| name | pget |
| description | Parallel file download and optional tar extraction using the pget CLI (single URL or multifile manifest). Use when you need high‑throughput downloads from HTTP(S)/S3/GCS, want to split a large file into chunks for speed, or want to download and extract a .tar/.tar.gz in one step. |
Pget
Overview
Use pget for fast, parallel downloads and optional in‑memory tar extraction. Prefer it over curl/wget for large files or batch downloads.
Quick start
- Single file:
pget <url> <dest>
- Extract tar after download:
pget <url> <dest> -x
- Multi-file manifest:
pget multifile <manifest-path> (or - for stdin)
Tasks
1) Download a single large file quickly
- Choose destination path.
- Run:
pget <url> <dest>
- Tune if needed:
--concurrency <n> to change chunk parallelism
--chunk-size 125M (or other size)
--retries <n>
--force to overwrite
2) Download and extract a tar archive
Use when the URL points to a .tar, .tar.gz, or similar.
pget <url> <dest> -x
This extracts in‑memory without writing the tar to disk first.
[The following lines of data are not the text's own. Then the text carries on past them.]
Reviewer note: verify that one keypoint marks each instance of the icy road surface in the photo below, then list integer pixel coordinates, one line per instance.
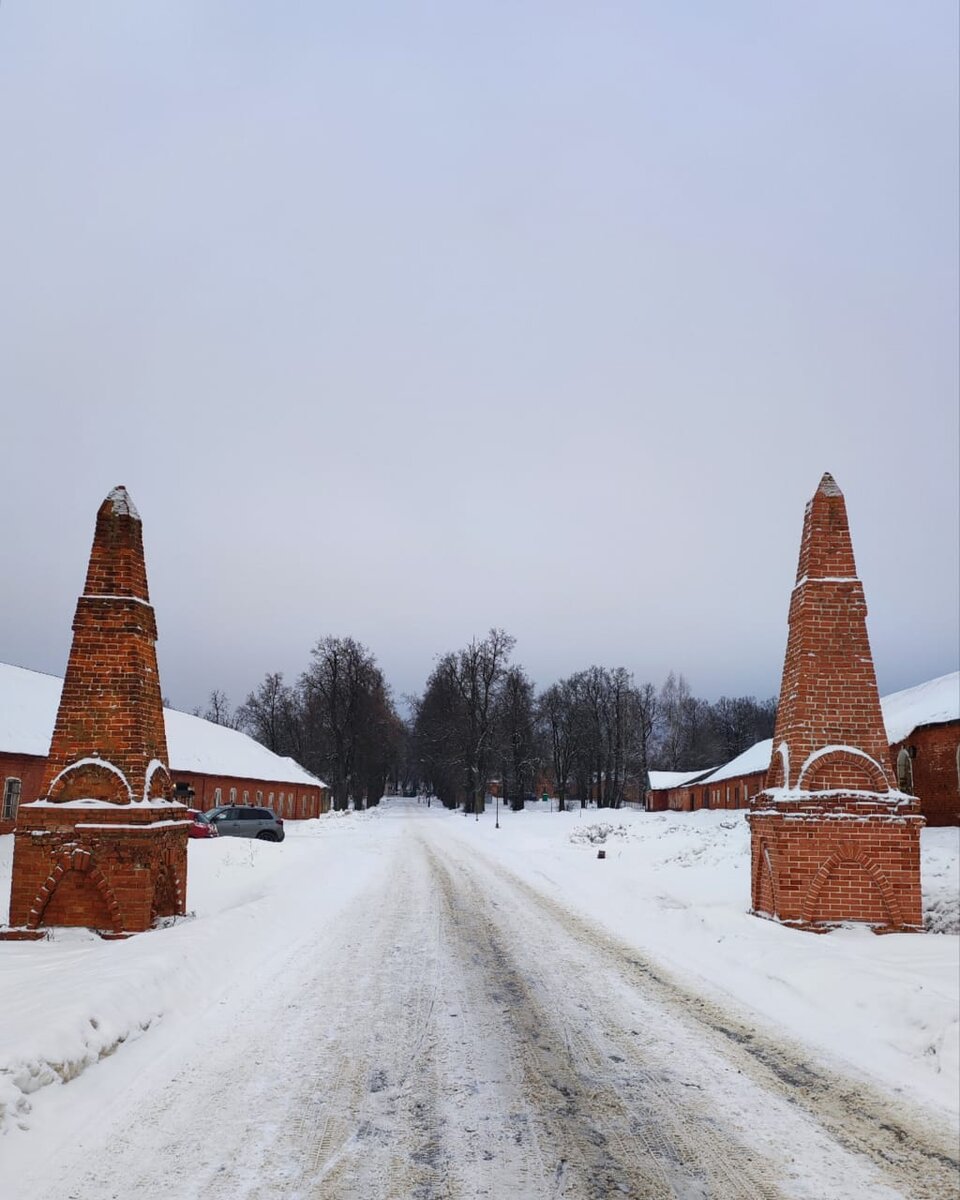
(455, 1033)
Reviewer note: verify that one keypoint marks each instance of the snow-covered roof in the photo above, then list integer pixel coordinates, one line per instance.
(28, 711)
(751, 761)
(929, 703)
(661, 780)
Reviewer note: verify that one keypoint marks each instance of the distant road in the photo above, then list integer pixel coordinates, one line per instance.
(457, 1035)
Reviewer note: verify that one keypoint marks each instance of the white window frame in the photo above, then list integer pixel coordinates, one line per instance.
(11, 798)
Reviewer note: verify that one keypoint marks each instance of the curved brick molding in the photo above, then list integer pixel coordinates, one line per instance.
(105, 845)
(832, 838)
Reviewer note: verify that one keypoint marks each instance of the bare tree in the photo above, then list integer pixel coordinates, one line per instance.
(219, 711)
(561, 715)
(517, 737)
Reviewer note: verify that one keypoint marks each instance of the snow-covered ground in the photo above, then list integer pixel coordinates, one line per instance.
(389, 965)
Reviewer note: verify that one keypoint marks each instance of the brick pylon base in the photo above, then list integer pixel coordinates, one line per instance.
(816, 865)
(114, 871)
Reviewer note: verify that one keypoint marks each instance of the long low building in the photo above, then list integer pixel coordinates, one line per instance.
(209, 763)
(923, 729)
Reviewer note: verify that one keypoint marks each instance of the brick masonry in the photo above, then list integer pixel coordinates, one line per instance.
(934, 773)
(832, 837)
(106, 846)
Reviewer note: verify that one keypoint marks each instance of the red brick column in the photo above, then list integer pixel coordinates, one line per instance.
(105, 845)
(832, 838)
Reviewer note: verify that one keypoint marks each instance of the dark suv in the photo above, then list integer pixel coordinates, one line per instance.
(243, 821)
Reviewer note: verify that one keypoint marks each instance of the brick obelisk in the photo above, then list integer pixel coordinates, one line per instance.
(832, 838)
(105, 844)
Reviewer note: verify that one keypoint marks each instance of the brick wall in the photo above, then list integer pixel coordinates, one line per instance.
(29, 769)
(935, 767)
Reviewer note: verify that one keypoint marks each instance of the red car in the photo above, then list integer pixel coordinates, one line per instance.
(199, 827)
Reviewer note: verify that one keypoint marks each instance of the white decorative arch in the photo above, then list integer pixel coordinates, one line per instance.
(103, 763)
(847, 750)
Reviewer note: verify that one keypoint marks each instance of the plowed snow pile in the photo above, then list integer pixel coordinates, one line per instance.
(675, 886)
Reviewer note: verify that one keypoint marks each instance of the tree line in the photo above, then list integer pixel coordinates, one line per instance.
(480, 724)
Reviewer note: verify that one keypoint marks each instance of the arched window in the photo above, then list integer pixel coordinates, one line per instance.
(11, 799)
(905, 772)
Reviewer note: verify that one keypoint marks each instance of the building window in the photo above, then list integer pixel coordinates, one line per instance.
(905, 772)
(11, 799)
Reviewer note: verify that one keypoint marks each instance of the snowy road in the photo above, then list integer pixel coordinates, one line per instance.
(457, 1035)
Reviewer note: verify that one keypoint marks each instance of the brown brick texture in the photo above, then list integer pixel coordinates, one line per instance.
(119, 867)
(829, 843)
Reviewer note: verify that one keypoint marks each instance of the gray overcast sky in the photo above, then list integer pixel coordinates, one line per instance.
(408, 319)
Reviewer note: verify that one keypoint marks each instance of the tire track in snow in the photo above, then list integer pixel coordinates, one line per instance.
(588, 1127)
(913, 1152)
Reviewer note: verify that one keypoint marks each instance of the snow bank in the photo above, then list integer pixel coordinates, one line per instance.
(678, 889)
(929, 703)
(73, 1000)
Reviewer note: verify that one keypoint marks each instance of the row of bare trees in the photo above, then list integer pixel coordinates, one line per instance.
(594, 735)
(337, 720)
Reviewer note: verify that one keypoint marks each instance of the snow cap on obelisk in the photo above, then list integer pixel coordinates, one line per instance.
(109, 741)
(829, 727)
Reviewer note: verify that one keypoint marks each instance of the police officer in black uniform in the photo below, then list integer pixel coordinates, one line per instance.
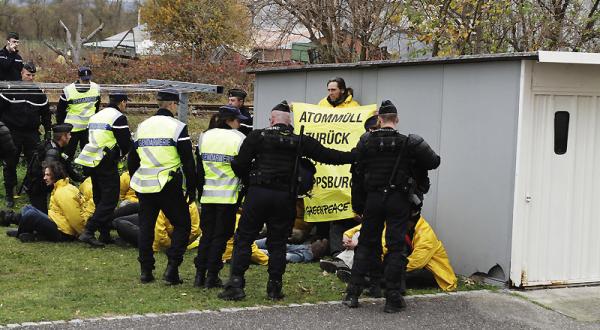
(170, 197)
(236, 97)
(385, 158)
(24, 108)
(105, 175)
(49, 151)
(11, 62)
(266, 159)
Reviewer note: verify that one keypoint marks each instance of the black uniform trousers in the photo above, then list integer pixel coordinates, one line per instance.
(128, 228)
(217, 225)
(173, 204)
(105, 187)
(270, 206)
(77, 139)
(39, 200)
(26, 142)
(34, 221)
(126, 222)
(394, 214)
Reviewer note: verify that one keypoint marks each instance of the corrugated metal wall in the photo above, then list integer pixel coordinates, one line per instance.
(468, 113)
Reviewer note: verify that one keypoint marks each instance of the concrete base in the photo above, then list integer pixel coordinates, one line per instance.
(581, 303)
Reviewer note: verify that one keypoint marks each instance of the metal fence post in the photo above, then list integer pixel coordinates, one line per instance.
(183, 109)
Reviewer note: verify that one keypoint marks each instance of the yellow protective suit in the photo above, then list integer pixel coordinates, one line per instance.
(348, 103)
(163, 230)
(257, 256)
(125, 192)
(68, 209)
(427, 252)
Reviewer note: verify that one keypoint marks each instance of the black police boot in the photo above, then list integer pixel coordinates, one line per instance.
(394, 302)
(26, 237)
(171, 275)
(274, 289)
(146, 276)
(353, 291)
(374, 288)
(234, 289)
(213, 281)
(89, 238)
(9, 199)
(200, 278)
(105, 237)
(9, 217)
(3, 221)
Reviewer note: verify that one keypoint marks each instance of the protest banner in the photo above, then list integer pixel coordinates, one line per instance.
(337, 128)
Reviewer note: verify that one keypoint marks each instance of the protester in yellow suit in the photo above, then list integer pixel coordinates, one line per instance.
(67, 212)
(257, 256)
(164, 228)
(428, 252)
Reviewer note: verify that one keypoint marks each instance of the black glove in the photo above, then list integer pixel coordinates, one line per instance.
(190, 195)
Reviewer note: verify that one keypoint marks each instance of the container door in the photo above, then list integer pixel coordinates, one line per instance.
(562, 242)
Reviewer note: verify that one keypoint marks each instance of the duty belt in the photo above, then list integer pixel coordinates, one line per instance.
(274, 182)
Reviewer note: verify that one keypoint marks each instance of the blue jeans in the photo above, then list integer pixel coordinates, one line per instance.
(294, 252)
(38, 222)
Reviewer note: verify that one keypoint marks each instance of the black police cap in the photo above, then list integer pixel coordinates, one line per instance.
(62, 128)
(371, 122)
(118, 95)
(231, 111)
(168, 94)
(387, 107)
(236, 92)
(12, 35)
(282, 106)
(85, 73)
(30, 67)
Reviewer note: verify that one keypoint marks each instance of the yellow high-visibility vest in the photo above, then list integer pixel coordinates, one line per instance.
(100, 135)
(81, 105)
(217, 148)
(156, 141)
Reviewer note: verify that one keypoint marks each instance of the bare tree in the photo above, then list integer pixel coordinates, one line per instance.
(76, 44)
(342, 30)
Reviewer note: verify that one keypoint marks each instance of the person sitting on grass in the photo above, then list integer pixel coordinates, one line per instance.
(428, 263)
(67, 213)
(128, 229)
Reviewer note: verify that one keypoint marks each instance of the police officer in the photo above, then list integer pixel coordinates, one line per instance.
(47, 152)
(384, 160)
(11, 62)
(24, 108)
(161, 147)
(109, 141)
(78, 102)
(219, 193)
(267, 158)
(236, 97)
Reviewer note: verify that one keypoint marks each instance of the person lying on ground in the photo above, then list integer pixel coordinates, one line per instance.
(427, 253)
(297, 253)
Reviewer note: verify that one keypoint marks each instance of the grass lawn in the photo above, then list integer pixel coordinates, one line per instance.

3) Download many files with a manifest
- Create a manifest with
URL + space + DEST per line.
- Run:
pget multifile /path/to/manifest.txt
cat manifest.txt | pget multifile -
- Tune:
--max-concurrent-files <n>
--max-conn-per-host <n>
Notes & pitfalls
- Use
--force if the destination exists and you need overwrite.
--connect-timeout accepts duration (e.g., 10s).
--log-level debug or --verbose for troubleshooting.
References
- Load
references/pget.md for full option list and examples.